Optimal targets: BP's Clair Ridge facility in the UK West of Shetland area Photo: BP
Use of new technology at West of Shetland project could be step change for real-time well monitoring
BP’s massive twin-platform Clair Ridge development in the UK West of Shetland area could see later this year the first deployment of groundbreaking new distributed fibre optic technology for real-time monitoring of wells.
Distributed fibre optics is a growing technology that allows real-time monitoring of wells without the requirement for intervention, Lina Serpa, vice president wells, BP North Sea, tells Upstream.
At Clair Ridge, BP has been working closely with GE-controlled service company Baker Hughes (BHGE) to develop what is thought to be a world-first system.
BP says this will bring step-changes in surveillance data and well-performance functionality, as well as provide a stepping stone to introducing fibre optic data to subsea wells for the first time.
“The new system will have huge value in terms of how we optimise performance of our wells globally,” says Serpa.Data gathering
Fibre optic data-gathering systems have up to now been limited to a single line, limiting data gathering capability and options for well-completion design.
However, this new distributed fibre optic system will be able to infer, in real time, information about multiphase inflow performance, or how much oil, gas and water is coming from which parts of the well.
It will also be able to infer information about well integrity, sanding performance and gas lift performance of wells.
The technology works by shooting light down a fibre optic line that is deployed on the well completion. Thermal and acoustic effects in the well distort the light, which can be interpreted at the surface to show in real time how the well is performing downhole.
The technology therefore does not provide direct measurement of flow, hence why the information is “inferred”.
Systems that rely on a single fibre give either distributed temperature or acoustic measurement, but not both simultaneously.
Existing distributed fibre optic technology can gather data during a well intervention.
However, this is not permanently installed, so it does not allow continuous monitoring, but only for the duration of a well intervention. Flow profiling is also limited, as the fibre is internal to the completion.
A real-time system with a number of fibre optic lines has been conceptually available for some time from BHGE.

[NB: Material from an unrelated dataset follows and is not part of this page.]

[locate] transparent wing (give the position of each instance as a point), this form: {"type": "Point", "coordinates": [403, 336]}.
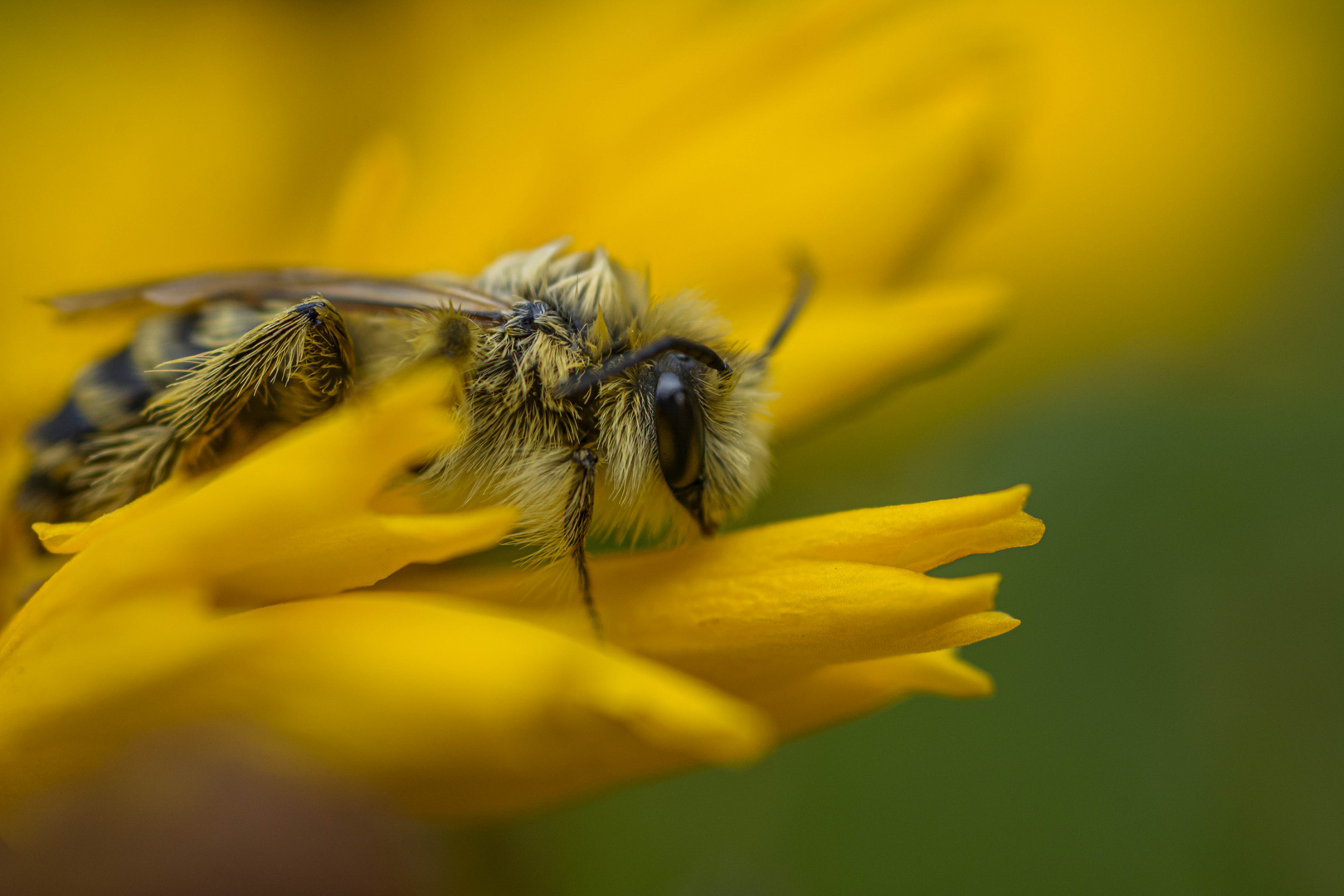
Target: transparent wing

The company has an “intelligent” wet-mate system that utilises a downhole wet-mate connector, a fibre-optic component with up to six contacts, together about the size of a human hair, which comes together to connect the upper and lower completion.
The modular wet-mate system also allows for electrical and hydraulic connections.
This makes possible a significant upgrade in data-gathering capability on the well and enables the inclusion of downhole pressure and temperature gauges in the reservoir.
BP says it has supported a rigorous re-engineering of the system in collaboration with BHGE over the past 18 months.
This has included design changes, reliability assessments, system testing and development of robust operational procedures.
Serpa says the challenge is heightened by the harsh well environment and the fact the tight tolerance, highly sensitive connection has to be made up to 3000 metres from the rig floor.
The system also has to perform reliably over the life of a well and be compatible with a number of additional well systems that are used to shut off zones and optimise production in response to the fibre optic data.Optimising production
The completions on the Clair Ridge wells have been designed so they can respond to the data coming in, optimising production by shutting gas and water-dominant zones through the use of remotely actuated sliding sleeves and robust open hole zonal isolation.
In collaboration with Weatherford, sliding sleeve technology has been developed along with an open-hole zonal isolation anchoring system to improve reliability.
“Clair Ridge is a massive, naturally fractured field with generally poor matrix quality rock – good well performance relies on intersecting fractures,” says Serpa.
“Our understanding of placement and long-term behaviour of fractures is poor. The fibre optic data will be used to understand the performance of the fractures in real time in parallel with conventional well surveillance data.
“This will allow for well-placement decisions in field development and well-operational decisions to be made via use of complementary sliding sleeve and zonal isolation technologies.”
The technology also has a number of other functions. The lines can be used to monitor well integrity, sand performance and artificial lift performance in addition to giving in-situ reservoir pressure and temperature data.
It also reduces the requirement for conventional well intervention surveillance activities such as production logging, reducing operational expenditure and demands on platform activity.
If successful on Clair Ridge, the technology could be applied more globally in BP.
“The value of this is, as of yet, unrealised,” says Serpa.
The $5.8 billion Clair Ridge project produced first oil in November.
It is the second phase of development at the giant field where the UK supermajor is already examining future phases.
BP, with partners Shell, Chevron and ConocoPhillips, is sitting on in-place resources of more than 7 billion barrels at the Clair field, discovered in 1977 and first exploited in 2005.
The initial Clair phase one development targeted recoverable resources of 300 million barrels, with BP aiming to produce about 640 million barrels from the larger Clair Ridge scheme.